The last proposal — managed competition — is the most viable in Himmelstein’s opinion. This approach has the support of large numbers of Republicans and the New York Times and will soon be introduced in Congress.
Managed competition calls for five or six very large HMO’s which would compete based on price. A tiered system may again result, according to Himmelstein, because there might be one or two inexpensive HMOs for the poor, a couple of middle-priced ones for the middle class, and one top-of-the-line HMO for the wealthiest 10% of the population.
The incentive to make a profit at the expense of providing quality care to everyone (including the unhealthy) also concerns Himmelstein.
Currently, most managed care organizations, with the exception of Kaiser, are owned by insurance companies who make a profit not by providing more efficient care, but by manipulating enrollments so that only “healthy” people belong to the group.

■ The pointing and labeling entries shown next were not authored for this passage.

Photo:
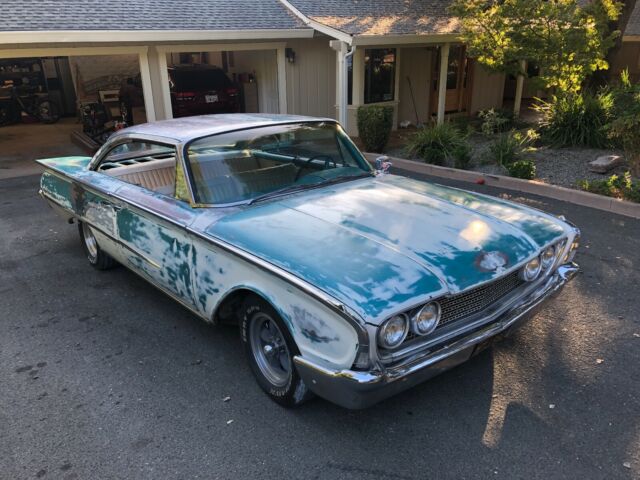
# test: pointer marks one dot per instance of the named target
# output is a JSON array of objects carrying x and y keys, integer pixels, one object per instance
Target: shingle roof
[
  {"x": 633, "y": 25},
  {"x": 381, "y": 17},
  {"x": 34, "y": 15}
]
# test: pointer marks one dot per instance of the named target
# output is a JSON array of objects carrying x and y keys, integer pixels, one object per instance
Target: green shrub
[
  {"x": 462, "y": 156},
  {"x": 624, "y": 127},
  {"x": 438, "y": 144},
  {"x": 495, "y": 121},
  {"x": 510, "y": 147},
  {"x": 577, "y": 119},
  {"x": 615, "y": 186},
  {"x": 374, "y": 126},
  {"x": 522, "y": 169}
]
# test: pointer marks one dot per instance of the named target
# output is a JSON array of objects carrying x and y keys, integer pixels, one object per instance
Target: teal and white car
[{"x": 346, "y": 281}]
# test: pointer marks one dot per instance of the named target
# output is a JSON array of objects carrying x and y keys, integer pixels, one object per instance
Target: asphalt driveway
[{"x": 102, "y": 376}]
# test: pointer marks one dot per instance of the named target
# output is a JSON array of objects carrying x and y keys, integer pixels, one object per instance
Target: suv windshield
[{"x": 248, "y": 165}]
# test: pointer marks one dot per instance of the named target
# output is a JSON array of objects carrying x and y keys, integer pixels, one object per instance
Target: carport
[{"x": 106, "y": 44}]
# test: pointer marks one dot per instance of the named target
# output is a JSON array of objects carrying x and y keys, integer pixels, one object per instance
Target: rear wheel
[
  {"x": 270, "y": 351},
  {"x": 97, "y": 258}
]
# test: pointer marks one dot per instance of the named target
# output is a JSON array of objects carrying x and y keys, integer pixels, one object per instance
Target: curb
[{"x": 578, "y": 197}]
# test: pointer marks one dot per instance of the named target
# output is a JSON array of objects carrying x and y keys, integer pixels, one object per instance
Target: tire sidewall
[{"x": 285, "y": 395}]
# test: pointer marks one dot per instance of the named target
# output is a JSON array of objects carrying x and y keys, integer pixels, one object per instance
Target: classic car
[{"x": 346, "y": 281}]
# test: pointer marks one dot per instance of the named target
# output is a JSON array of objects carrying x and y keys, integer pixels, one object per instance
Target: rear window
[{"x": 200, "y": 80}]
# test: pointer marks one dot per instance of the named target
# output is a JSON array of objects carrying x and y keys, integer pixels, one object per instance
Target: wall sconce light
[{"x": 290, "y": 55}]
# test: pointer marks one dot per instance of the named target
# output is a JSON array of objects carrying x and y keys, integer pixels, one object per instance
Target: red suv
[{"x": 202, "y": 89}]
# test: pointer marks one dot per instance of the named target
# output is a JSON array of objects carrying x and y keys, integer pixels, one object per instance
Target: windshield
[
  {"x": 246, "y": 165},
  {"x": 199, "y": 80}
]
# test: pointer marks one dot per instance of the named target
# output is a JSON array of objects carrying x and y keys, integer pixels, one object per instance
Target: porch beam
[
  {"x": 517, "y": 103},
  {"x": 442, "y": 82}
]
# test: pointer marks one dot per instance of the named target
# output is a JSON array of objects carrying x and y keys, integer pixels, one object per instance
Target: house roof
[
  {"x": 380, "y": 17},
  {"x": 65, "y": 15},
  {"x": 633, "y": 24}
]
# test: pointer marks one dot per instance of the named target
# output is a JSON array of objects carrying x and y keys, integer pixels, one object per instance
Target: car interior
[{"x": 233, "y": 172}]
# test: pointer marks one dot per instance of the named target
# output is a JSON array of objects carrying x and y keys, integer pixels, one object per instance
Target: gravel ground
[{"x": 557, "y": 166}]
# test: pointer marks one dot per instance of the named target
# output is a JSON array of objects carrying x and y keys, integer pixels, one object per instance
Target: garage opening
[
  {"x": 223, "y": 82},
  {"x": 64, "y": 105}
]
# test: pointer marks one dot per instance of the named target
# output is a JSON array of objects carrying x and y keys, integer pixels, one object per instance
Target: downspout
[{"x": 345, "y": 54}]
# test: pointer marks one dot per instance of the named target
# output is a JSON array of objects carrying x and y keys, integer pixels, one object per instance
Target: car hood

Besides, he reminded the audience, Americans value their freedom to choose medical providers, and in a managed care system, the choice would lie largely with employers.
Himmelstein predicts that none of these plans will pass this year. He foresees minor insurance reforms such as a requirement that insurance companies cover people with preexisting conditions.
“If you include people with preexisting conditions who are currently uninsured,” says Himmelstein, “you increase premiums about 15% for those who are insured and probably drive as many of them out as you bring new people in.”
Himmelstein’s biggest fear is the passage of a watered-down bill which will not work. The liberals will then be faulted and any progress which had been made will be reversed.
Remembering the hits the liberals took for Medicare and Medicaid, Himmelstein exclaimed, “I’d hate to be put back in that position, so let’s pass something that is defensible.”